Il primo risultato raggiunto è stato il meeting con Marotta ed il presidente Zhang in videoconferenza, dove Icardi ha ingoiato il rospo della fascia e ha incassato la disponibilità di ritorno in rosa senza scuse.
Le scuse a Spalletti, visto che lui è l'autore del regolamento, non la società, e quelle del ginocchio perchè il giovane cinese non intende perdere più un euro lasciando fuori dal campo e conseguentemente dal mercato la sua più grande plusvalenza.
E' piuttosto inelegante sottolineare di avere ragione, ma nella Icardiadi e i dubbi e le perplessità che avevo espresso in due articoli precedenti, stanno venendo a galla giorno dopo giorno.

L'interismo è il grande assente in tutta questa querelle, dove il più nerazzurro di tutti agli occhi di Massimo è apparso proprio il defenestrato Mauro Icardi, quasi sei stagioni all'Inter e centinaia di reti. Dall'altra parte Marotta e Spalletti non possono vantare lo stesso pedigree, anche se Mister Luciano spesso scimmiotta Mourinho per difendere (a ragione) i sacri colori.

Cosa c'entra l'interismo? Se Marotta lo avesse, ma non può per ovvi motivi, avrebbe capito che il rifiuto di Maurito al trasferimento alla Juve è molto di questo, che levare la fascia non lo avrebbe solo ammorbidito per essere ceduto, non lo avrebbe fatto incazzare semplicemente perché è motivo di orgoglio essere il capitano dell'Inter. Non significa che Beppe nostro sia un incompetente, ma avendo sottovalutato la reazione di Mauro e credendo alle assicurazioni di Spalletti, su uno spogliatoio più saldo senza Icardi, ha inconsapevolmente messo in difficoltà l'appeal del giocatore per il calciomercato ed il finale di stagione della squadra.

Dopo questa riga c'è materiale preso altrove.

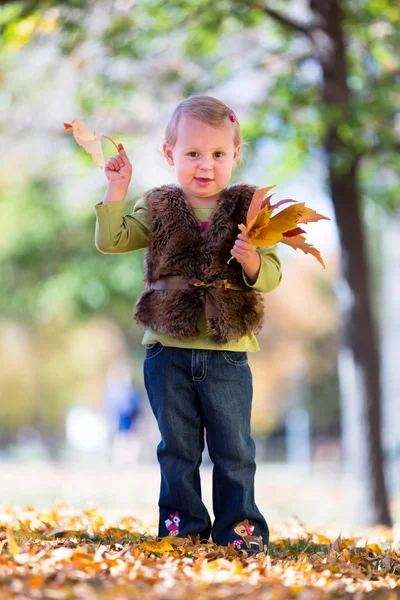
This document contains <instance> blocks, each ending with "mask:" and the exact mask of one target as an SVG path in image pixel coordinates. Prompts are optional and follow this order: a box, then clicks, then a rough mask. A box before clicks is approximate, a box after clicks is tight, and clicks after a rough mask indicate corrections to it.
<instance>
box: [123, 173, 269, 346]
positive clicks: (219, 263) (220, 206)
mask: <svg viewBox="0 0 400 600" xmlns="http://www.w3.org/2000/svg"><path fill="white" fill-rule="evenodd" d="M255 190H256V187H254V186H250V185H246V184H236V185H233V186H230V187H229V188H226V189H225V192H224V195H223V197H222V198H221V200H220V201H219V204H218V206H217V207H216V209H215V211H214V213H213V215H212V217H211V220H210V223H209V226H208V228H207V229H206V230H205V231H204V232H202V231H201V225H200V222H199V221H198V219H196V217H195V215H194V214H193V212H192V210H191V207H190V206H189V204H188V203H187V201H186V200H185V198H184V196H183V194H182V190H181V188H180V187H179V186H176V185H165V186H162V187H160V188H154V189H152V190H150V191H149V192H148V193H147V195H146V201H147V207H148V211H149V227H150V244H149V246H148V248H147V250H146V254H145V284H146V287H147V289H146V291H144V292H143V293H142V294H141V295H140V296H139V298H138V301H137V303H136V312H135V320H136V322H137V323H138V325H140V326H142V327H144V328H151V329H154V330H155V331H157V332H159V333H165V334H168V335H170V336H172V337H174V338H177V339H179V340H187V339H190V338H191V337H193V336H195V335H196V334H198V329H197V321H198V317H199V315H200V312H201V311H202V310H203V309H204V301H205V291H204V289H201V288H200V289H199V288H193V289H188V290H174V291H161V290H149V289H148V288H149V286H150V284H151V283H154V282H155V281H157V280H158V279H159V278H160V277H162V276H163V275H181V276H183V277H185V278H188V279H191V278H192V277H197V278H198V279H201V280H202V281H206V282H211V281H214V280H215V279H227V280H228V282H229V283H234V284H237V285H241V286H242V287H243V291H239V290H230V289H228V290H217V291H216V295H217V298H218V301H219V304H220V308H221V314H220V316H219V317H217V318H213V319H207V335H208V337H209V338H210V339H211V340H212V341H213V342H216V343H221V344H226V343H229V342H233V341H237V340H239V339H240V338H241V337H242V336H244V335H248V334H251V333H257V332H258V331H259V330H260V329H261V326H262V322H263V315H264V307H263V301H262V296H261V294H259V293H257V292H255V291H253V290H252V289H251V288H249V287H247V286H246V284H245V283H244V281H243V277H242V266H241V265H240V264H239V263H238V262H237V261H236V260H235V259H233V260H232V261H231V262H230V263H229V265H228V264H227V261H228V260H229V258H230V257H231V254H230V250H231V249H232V248H233V245H234V243H235V240H236V237H237V235H238V233H239V229H238V224H239V223H245V222H246V214H247V209H248V207H249V204H250V202H251V199H252V197H253V194H254V192H255Z"/></svg>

Le parti si stanno riavvicinando e l'ex capitano ha pranzato con i compagni di squadra, ma lo scoglio più arduo è Luciano Spalletti, il cui vero ruolo nella tragicommedia commedia si svela ogni giorno.

A partire dall'assenso al trasferimento, gli scarsi risultati nel tentare di snaturare il gioco del puntero di Rosario, le difficoltà create dal suo pupillo Nainggolan, fortemente voluto e su cui ha speso molta credibilità, la gestione di Perisic che ha colto l'occasione per dare un out out. Come a Roma, Spalletti ha preso la strada della delegitimazione (ad ogni intervista) e del capro espiatorio per distrarre l'attenzione dal suo operato e perchè la squadra trovando un nemico comune avrebbe potuto ricompattarsi e ricompattare la sua leadership come tecnico.
Sono bastate poche partite per smentirlo ed il finale di stagione incombe, ma il mister continua a fare una guerra personale.